The proposed transaction reflects confidence in FlySafair’s operating model, workforce and strategic focus, positioning the airline for long-term sustainability.
Emile du Toit, Chief Investment Officer at Harith General Partners, shared on social media: “Very proud to invest in the leading airline in South Africa! Their business model perfectly matches our infrastructure objectives of connecting people and businesses at the lowest possible cost and efficiency!”
A regulatory process relating to FlySafair’s structure, following findings issued by the Air Services Licensing Council in early 2025, remains ongoing. The airline said the proposed transaction was not initiated in response to those findings, which are subject to legal review. It noted that transactions of this scale are typically developed over an extended period and had been under discussion for some time. While the deal would result in FlySafair being owned by South African investors, it does not automatically resolve the matters under consideration by licensing authorities, which will assess the proposed structure in line with their statutory mandates. The parties said they respect the independence of those institutions and will continue to engage as required.

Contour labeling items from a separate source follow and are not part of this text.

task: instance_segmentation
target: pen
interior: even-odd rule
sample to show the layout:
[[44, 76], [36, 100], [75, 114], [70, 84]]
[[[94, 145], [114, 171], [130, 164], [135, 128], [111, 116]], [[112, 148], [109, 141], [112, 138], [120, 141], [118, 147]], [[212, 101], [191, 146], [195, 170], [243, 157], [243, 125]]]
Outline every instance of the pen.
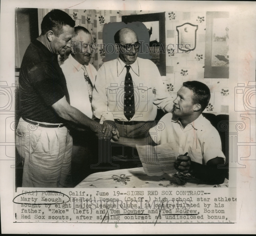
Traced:
[[[187, 152], [186, 152], [185, 153], [185, 154], [184, 154], [184, 155], [183, 155], [183, 156], [186, 156], [188, 154], [188, 153]], [[176, 166], [177, 167], [178, 166], [179, 166], [180, 165], [180, 163], [181, 163], [182, 162], [182, 161], [184, 161], [184, 160], [182, 160], [182, 161], [179, 161], [178, 162], [178, 163], [177, 163], [177, 165]]]

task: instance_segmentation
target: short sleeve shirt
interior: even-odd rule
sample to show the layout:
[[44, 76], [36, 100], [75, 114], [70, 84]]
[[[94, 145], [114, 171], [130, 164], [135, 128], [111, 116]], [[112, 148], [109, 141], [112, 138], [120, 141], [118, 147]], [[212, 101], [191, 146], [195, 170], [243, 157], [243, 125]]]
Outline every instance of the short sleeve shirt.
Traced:
[[168, 113], [150, 132], [157, 144], [169, 143], [176, 156], [188, 152], [192, 161], [203, 164], [217, 157], [225, 159], [218, 131], [201, 114], [184, 128], [178, 117]]
[[40, 122], [64, 122], [51, 107], [64, 96], [69, 102], [65, 77], [57, 57], [37, 40], [28, 47], [19, 78], [22, 117]]

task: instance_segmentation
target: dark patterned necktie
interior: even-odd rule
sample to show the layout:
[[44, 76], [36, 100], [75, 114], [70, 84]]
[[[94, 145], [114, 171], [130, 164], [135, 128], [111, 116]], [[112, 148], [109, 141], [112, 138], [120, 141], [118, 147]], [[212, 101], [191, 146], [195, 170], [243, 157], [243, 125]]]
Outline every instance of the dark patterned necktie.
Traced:
[[135, 113], [134, 91], [132, 76], [129, 72], [131, 68], [126, 65], [126, 74], [124, 81], [124, 114], [128, 120], [132, 118]]
[[86, 82], [86, 84], [87, 85], [87, 88], [88, 89], [88, 93], [89, 94], [89, 99], [90, 100], [90, 102], [91, 104], [92, 104], [92, 89], [93, 89], [93, 87], [92, 86], [92, 84], [90, 78], [89, 77], [89, 76], [88, 75], [88, 73], [87, 73], [86, 69], [85, 66], [84, 65], [83, 65], [82, 67], [83, 70], [83, 75], [84, 76], [84, 79], [85, 80]]

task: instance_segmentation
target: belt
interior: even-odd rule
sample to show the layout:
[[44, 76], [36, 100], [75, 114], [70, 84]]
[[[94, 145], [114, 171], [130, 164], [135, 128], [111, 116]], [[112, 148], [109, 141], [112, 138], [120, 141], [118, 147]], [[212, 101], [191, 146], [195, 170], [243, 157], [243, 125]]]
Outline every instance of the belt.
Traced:
[[115, 122], [116, 122], [120, 125], [137, 125], [139, 123], [147, 123], [147, 121], [124, 121], [115, 120]]
[[46, 125], [45, 124], [41, 124], [41, 123], [38, 123], [36, 121], [31, 121], [31, 120], [28, 120], [24, 117], [22, 117], [22, 118], [25, 121], [29, 123], [45, 128], [61, 128], [66, 125], [66, 124], [61, 124], [60, 125]]

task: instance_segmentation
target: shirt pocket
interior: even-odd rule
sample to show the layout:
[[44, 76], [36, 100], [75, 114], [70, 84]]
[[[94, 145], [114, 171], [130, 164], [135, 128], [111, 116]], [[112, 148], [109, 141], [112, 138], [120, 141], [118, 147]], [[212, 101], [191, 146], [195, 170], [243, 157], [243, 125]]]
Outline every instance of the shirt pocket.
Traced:
[[200, 164], [203, 164], [203, 155], [202, 149], [195, 146], [193, 148], [189, 147], [188, 149], [188, 155], [190, 157], [191, 161]]
[[107, 97], [108, 102], [115, 102], [120, 100], [123, 96], [123, 89], [117, 87], [110, 86], [106, 88]]
[[40, 142], [39, 140], [41, 134], [42, 130], [38, 127], [36, 130], [32, 131], [30, 137], [31, 154], [36, 151]]

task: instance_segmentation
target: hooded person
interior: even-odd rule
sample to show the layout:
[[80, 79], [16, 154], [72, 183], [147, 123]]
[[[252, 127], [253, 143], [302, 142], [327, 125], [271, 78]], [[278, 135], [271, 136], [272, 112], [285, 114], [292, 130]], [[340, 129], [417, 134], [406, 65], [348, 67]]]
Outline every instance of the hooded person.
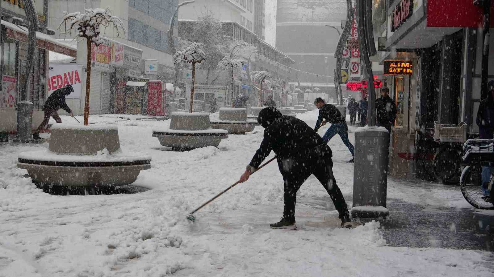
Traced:
[[72, 85], [67, 85], [64, 87], [55, 90], [48, 97], [48, 99], [44, 103], [44, 105], [43, 106], [43, 110], [44, 111], [43, 122], [40, 124], [40, 126], [33, 134], [33, 138], [35, 139], [41, 138], [40, 132], [48, 124], [48, 122], [50, 121], [50, 117], [53, 117], [56, 123], [62, 123], [62, 119], [57, 113], [58, 110], [63, 109], [68, 112], [71, 116], [74, 116], [72, 110], [65, 102], [65, 97], [72, 92], [74, 92], [74, 88]]
[[305, 122], [292, 116], [282, 115], [268, 107], [257, 117], [265, 128], [264, 139], [256, 151], [240, 182], [248, 179], [271, 151], [276, 155], [278, 168], [284, 181], [283, 217], [270, 225], [274, 229], [296, 229], [295, 203], [297, 191], [313, 174], [326, 189], [341, 219], [341, 225], [351, 227], [346, 203], [333, 175], [331, 148]]

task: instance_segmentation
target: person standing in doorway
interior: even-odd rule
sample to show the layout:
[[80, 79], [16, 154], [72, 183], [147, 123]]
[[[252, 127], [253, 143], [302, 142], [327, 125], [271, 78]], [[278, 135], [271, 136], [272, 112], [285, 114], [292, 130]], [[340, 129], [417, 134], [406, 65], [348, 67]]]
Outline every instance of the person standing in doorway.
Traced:
[[43, 122], [34, 131], [33, 134], [33, 138], [39, 139], [41, 138], [40, 137], [40, 132], [48, 124], [50, 117], [53, 117], [56, 123], [62, 123], [62, 119], [57, 113], [58, 110], [63, 109], [65, 111], [68, 112], [71, 116], [74, 116], [72, 110], [70, 109], [65, 102], [65, 97], [73, 92], [74, 89], [72, 88], [72, 86], [67, 85], [65, 87], [55, 90], [48, 97], [48, 99], [46, 99], [46, 102], [45, 102], [44, 105], [43, 106], [43, 110], [44, 111], [44, 117]]
[[396, 106], [395, 102], [389, 97], [389, 89], [384, 87], [381, 89], [381, 97], [375, 101], [376, 123], [391, 133], [391, 126], [396, 119]]
[[367, 101], [367, 97], [364, 97], [362, 100], [359, 101], [359, 113], [362, 113], [360, 117], [360, 125], [362, 127], [367, 124], [367, 110], [369, 108], [369, 104]]
[[353, 163], [355, 148], [348, 139], [348, 126], [346, 125], [345, 118], [341, 116], [341, 113], [334, 105], [326, 104], [324, 100], [320, 97], [316, 99], [314, 104], [319, 109], [319, 116], [317, 118], [314, 130], [317, 132], [320, 128], [327, 123], [331, 123], [331, 127], [323, 137], [323, 140], [327, 143], [336, 134], [339, 135], [341, 140], [352, 153], [352, 157], [350, 162]]

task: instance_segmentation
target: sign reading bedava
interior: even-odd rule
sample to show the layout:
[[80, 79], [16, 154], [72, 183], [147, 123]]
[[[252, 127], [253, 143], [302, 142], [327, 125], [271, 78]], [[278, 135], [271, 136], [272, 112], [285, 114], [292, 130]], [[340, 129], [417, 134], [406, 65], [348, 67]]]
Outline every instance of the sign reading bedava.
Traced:
[[384, 75], [412, 75], [413, 63], [412, 61], [384, 61]]

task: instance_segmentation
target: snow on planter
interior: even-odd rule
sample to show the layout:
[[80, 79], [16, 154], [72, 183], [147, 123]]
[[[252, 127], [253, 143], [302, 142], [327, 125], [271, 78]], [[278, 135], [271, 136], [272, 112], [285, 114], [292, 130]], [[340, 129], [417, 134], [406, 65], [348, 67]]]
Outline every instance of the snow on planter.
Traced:
[[175, 151], [217, 147], [222, 139], [228, 138], [228, 131], [211, 128], [209, 113], [175, 111], [170, 118], [169, 129], [154, 129], [153, 137]]
[[245, 108], [220, 108], [219, 118], [213, 118], [211, 121], [212, 128], [226, 130], [229, 134], [238, 135], [252, 132], [257, 125], [257, 121], [247, 120], [247, 109]]
[[293, 106], [293, 111], [297, 113], [305, 113], [307, 110], [304, 108], [302, 105], [295, 105]]
[[55, 124], [48, 150], [19, 154], [17, 167], [42, 185], [121, 186], [135, 181], [151, 161], [122, 151], [116, 126]]

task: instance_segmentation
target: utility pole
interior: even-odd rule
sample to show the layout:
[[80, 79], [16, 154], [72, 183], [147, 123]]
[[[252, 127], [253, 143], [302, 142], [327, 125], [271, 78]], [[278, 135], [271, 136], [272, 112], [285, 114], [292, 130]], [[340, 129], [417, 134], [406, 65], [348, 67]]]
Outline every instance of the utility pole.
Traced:
[[482, 49], [482, 72], [481, 98], [487, 98], [489, 93], [487, 88], [488, 75], [489, 74], [489, 39], [491, 26], [491, 0], [473, 0], [473, 3], [482, 6], [484, 9], [484, 18], [482, 22], [482, 34], [484, 35], [484, 47]]

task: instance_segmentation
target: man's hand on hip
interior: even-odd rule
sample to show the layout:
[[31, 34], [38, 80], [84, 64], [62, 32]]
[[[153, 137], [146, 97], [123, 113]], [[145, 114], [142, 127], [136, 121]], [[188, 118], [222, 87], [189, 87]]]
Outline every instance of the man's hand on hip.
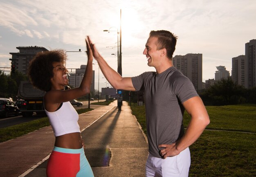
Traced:
[[171, 144], [159, 144], [158, 147], [164, 148], [160, 151], [160, 154], [164, 159], [167, 157], [175, 156], [180, 153], [177, 149], [176, 143]]

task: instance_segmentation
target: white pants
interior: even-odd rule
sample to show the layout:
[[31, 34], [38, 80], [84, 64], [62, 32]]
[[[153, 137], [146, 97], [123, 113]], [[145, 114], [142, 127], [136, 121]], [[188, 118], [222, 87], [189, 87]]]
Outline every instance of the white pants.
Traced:
[[149, 177], [188, 177], [190, 166], [190, 152], [188, 147], [174, 157], [165, 159], [148, 153], [146, 165], [146, 176]]

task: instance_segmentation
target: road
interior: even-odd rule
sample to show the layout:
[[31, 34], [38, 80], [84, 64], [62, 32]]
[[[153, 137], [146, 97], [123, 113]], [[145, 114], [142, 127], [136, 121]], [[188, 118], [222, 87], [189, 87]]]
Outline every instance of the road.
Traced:
[[[105, 101], [105, 100], [103, 100], [99, 101]], [[76, 109], [86, 108], [88, 107], [88, 101], [84, 101], [81, 102], [83, 103], [83, 106], [73, 106]], [[92, 103], [97, 102], [98, 100], [90, 101], [90, 103]], [[90, 107], [92, 109], [97, 108], [99, 106], [101, 106], [90, 104]], [[36, 114], [34, 114], [32, 116], [30, 117], [23, 117], [22, 116], [20, 115], [15, 117], [9, 116], [9, 117], [5, 118], [0, 118], [0, 129], [16, 125], [17, 124], [20, 124], [22, 123], [29, 122], [31, 120], [39, 119], [44, 117], [45, 117], [45, 116], [42, 115], [37, 115]]]

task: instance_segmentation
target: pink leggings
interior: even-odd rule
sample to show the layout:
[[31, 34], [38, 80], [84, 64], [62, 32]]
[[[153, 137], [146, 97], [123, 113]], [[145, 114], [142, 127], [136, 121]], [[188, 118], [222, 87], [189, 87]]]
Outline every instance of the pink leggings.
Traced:
[[94, 177], [83, 149], [68, 149], [55, 146], [49, 158], [48, 177]]

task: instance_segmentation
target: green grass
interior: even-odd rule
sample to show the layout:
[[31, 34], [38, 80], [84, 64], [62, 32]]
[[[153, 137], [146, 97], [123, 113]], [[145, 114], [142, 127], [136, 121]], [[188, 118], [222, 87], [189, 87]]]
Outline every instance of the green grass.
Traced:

Completion of the transaction remains subject to customary regulatory approvals, including review by the Competition Commission and relevant aviation authorities. Timelines for conclusion will depend on the outcome and duration of those processes.
Harith said its investment approach focuses on acquiring established businesses with proven operating models and supporting them over time. In the case of FlySafair, the firm cited the airline’s brand strength and disciplined operating formula, adding that it intends for the carrier to continue under its existing strategy and leadership while focusing on sustained performance and long-term value creation.